Evaluating prompts locally with Ollama and PromptLab

Evaluating prompts locally with Ollama and PromptLab

Developing a Gen AI app that works reliably is a big challenge in today's industry. Even the most advanced AI models can generate misleading, inaccurate, or harmful outputs if not properly evaluated. Over the last two years, we’ve seen the rise of some great evaluation libraries, yet end-to-end prompt experimentation and productionization remain unnecessarily complex. As a result, many of us rely on manual prompt testing and ‘vibe checks’ instead of proper evaluation before deploying to production.

In this article, we shall see how to use PromptLab to implement end-to-end prompt experimentation locally.

Code

The complete code is available here - promptlab/samples/quickstart

Consider starring the PromptLab repo to show your support and encourage the developers.

Tools

  1. Ollama - to serve LLM models locally
  2. PromptLab - a lightweight python library to manage prompts and experiments

Use Case

Ever heard of overburdened teachers struggling to review countless essays? In this article, we’ll develop a prompt to help them generate effective feedback more efficiently.

To better understand the use case, let's examine a sample essay and the feedback provided by the teacher.

Topic
------
An interest or hobby that you enjoy

Submitted Essay
------------------
One hobby I really enjoy is playing chess. I love how every game is different and makes me think carefully about my next move. It’s exciting to plan strategies and try to outsmart my opponent. Sometimes, I play against friends, and other times, I practice online. Chess helps me stay focused and teaches me patience. I also enjoy watching professional chess matches to learn new tactics. It feels great when I win a game after a tough battle. Playing chess is not just fun—it also makes me smarter!

Feedback
----------
Grammar & Spelling – The grammar and spelling are mostly correct, with no major mistakes. Sentences are structured well, making the essay easy to read. 

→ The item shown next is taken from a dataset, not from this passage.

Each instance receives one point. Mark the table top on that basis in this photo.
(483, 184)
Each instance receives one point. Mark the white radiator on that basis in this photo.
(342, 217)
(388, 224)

Clarity & Fluency – The writing flows smoothly, and ideas are expressed clearly. However, some sentences could be slightly more detailed to enhance explanation. 

Content & Relevance – The essay stays on topic and explains why chess is enjoyable. It includes personal experiences and reasons, making it engaging. Adding more examples of specific strategies or memorable games could make it even stronger. 

Structure & Organization – The essay has a clear beginning, middle, and end. The introduction introduces the topic well, and the conclusion wraps it up nicely. A transition between some sentences could improve the overall flow.         

Now let's try to write a prompt to generate similar feedback.

System Prompt
-----------------
You are a helpful assistant who can provide feedback on essays.

User Prompt
--------------
The essay topic is - An interest or hobby that you enjoy.

The submitted essay is - One hobby I really enjoy is playing chess. I love how every game is different and makes me think carefully about my next move. It’s exciting to plan strategies and try to outsmart my opponent. Sometimes, I play against friends, and other times, I practice online. Chess helps me stay focused and teaches me patience. I also enjoy watching professional chess matches to learn new tactics. It feels great when I win a game after a tough battle. Playing chess is not just fun—it also makes me smarter!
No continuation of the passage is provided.